Collection’s homecoming made possible after decades-long loan with completion of Avenir Collections Center.
About three hours east of Denver lies the small town of Wray, Colorado, the seat of Yuma County, with a population of just over 2,000 residents. Not terribly far from Wray lies one of the most important Paleoindian archaeological sites in North America—the Jones-Miller Site, named after the landowner and original excavator of the site. It is located on a terrace above the Arikaree River; the bone bed is roughly 30 meters long by 20 meters wide.
Archaeologist Dennis Stanford of the Smithsonian Institution in Washington D.C. led the excavation of the Jones-Miller Site during three field seasons in 1973, 1974 and 1975. After excavation, the Denver Museum of Nature & Science loaned the collection to the Smithsonian, where it remained for more than four decades. In 2017 and 2018, the Museum’s anthropology staff worked with the Smithsonian staff to pack and ship the collection back to Denver so that we can finally put it into state-of-the-art Avenir Collections Center. (Prior to completion of that facility in 2014, we did not have space to store the Jones-Miller Collection. So the Smithsonian did us a favor!)
The Jones-Miller Site includes the remains of nearly 300 butchered Bison antiquus, an extinct form of Ice Age bison. The site is widely recognized by professional archaeologists as the most important Hell Gap period (ca. 10,500–11,500 years ago) bison kill site in North America.
Despite the undeniable importance of the Jones-Miller Site to American archaeology, its full story has yet to be told.
The collection has never been properly and completely inventoried, cataloged or published. The information within the collection remains unavailable to scholars, Indigenous cultural experts and the public. An even more pressing risk is the loss of intellectual control of the collection—many of the people who excavated the site, including Dennis Stanford, are now gone. Thankfully, Stanford and Pegi Jodry, his wife and colleague, oversaw production of a book manuscript consisting of chapters by various specialists. Given the immense amount of work that went into that manuscript, we will publish it as a preliminary report with a revised introduction before undertaking a comprehensive, new analysis using modern techniques.
The Jones-Miller collection includes more than 100 discarded projectile points and another 100 or more scrapers, knives and other stone tools from the Hell Gap Complex, the name archaeologists have given to this technology. The raw material for those points comes from sources across the High Plains and into the Great Basin; and from Northern Colorado to the Texas Panhandle. It is a huge area for humans to cover entirely on foot!

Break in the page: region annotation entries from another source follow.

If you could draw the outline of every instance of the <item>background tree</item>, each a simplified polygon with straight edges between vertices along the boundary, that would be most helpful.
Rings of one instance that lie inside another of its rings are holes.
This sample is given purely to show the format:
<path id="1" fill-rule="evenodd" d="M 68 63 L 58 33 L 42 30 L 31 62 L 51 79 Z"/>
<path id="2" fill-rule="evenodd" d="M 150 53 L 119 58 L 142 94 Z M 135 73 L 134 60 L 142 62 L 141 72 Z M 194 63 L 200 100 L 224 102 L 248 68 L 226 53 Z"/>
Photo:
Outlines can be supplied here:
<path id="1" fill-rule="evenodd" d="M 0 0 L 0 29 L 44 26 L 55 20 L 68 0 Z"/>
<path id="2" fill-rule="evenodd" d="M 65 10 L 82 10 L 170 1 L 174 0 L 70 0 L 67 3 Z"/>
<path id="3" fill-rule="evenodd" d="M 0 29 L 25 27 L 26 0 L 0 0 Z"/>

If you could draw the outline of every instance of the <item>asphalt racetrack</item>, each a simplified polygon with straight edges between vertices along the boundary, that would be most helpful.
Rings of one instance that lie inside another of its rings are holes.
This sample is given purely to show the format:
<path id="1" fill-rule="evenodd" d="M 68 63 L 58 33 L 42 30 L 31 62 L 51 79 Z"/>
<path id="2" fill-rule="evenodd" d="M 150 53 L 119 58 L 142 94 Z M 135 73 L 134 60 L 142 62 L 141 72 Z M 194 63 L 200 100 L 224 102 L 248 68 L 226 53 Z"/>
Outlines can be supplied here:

This accumulation of stone tools and animal bones probably represents two large-scale bison butchering events scattered over an unknown number of years. (Tooth eruption data indicate at least one fall event and at least one spring event, but we do not know, and cannot tell, if those events took place during one calendar year.)
The collection constitutes an unparalleled opportunity to understand bison herd composition, hunting seasonality, and slaughter and processing techniques during the last Ice Age. It also offers insights into the mutual ecodynamics of Native American and bison populations during a critically important but poorly understood period in North American history. Sadly, we do not know where the people who did the butchering camped. Stanford and his team searched and searched, to no avail.
In October 2021, the Museum received a grant of $206,933 from the Save America’s Treasures program, a federal grant program jointly run by the Institute of Museum and Library Services and the National Park Service. This grant will allow us to hire two archaeologists to work on the collection for the next two years. They will inventory, catalog, and rehouse the collection in archive quality packaging, input all the site data into a relational database, and lay the foundation for publication of a comprehensive, modern analytical report on the Jones-Miller Site and its collection for the first time ever. It’s going to be an exciting two years, so keep an eye on these pages to learn more!
One More Thing
In 2021, your Museum was awarded six federal grants totaling more than $1.1 million. This funding helps support everything from debuting the story of the Jones-Miller Site collection and preserving paleontological fossils to measuring the meaningfulness of a museum experience and supporting the next generation of scientists through paid internships.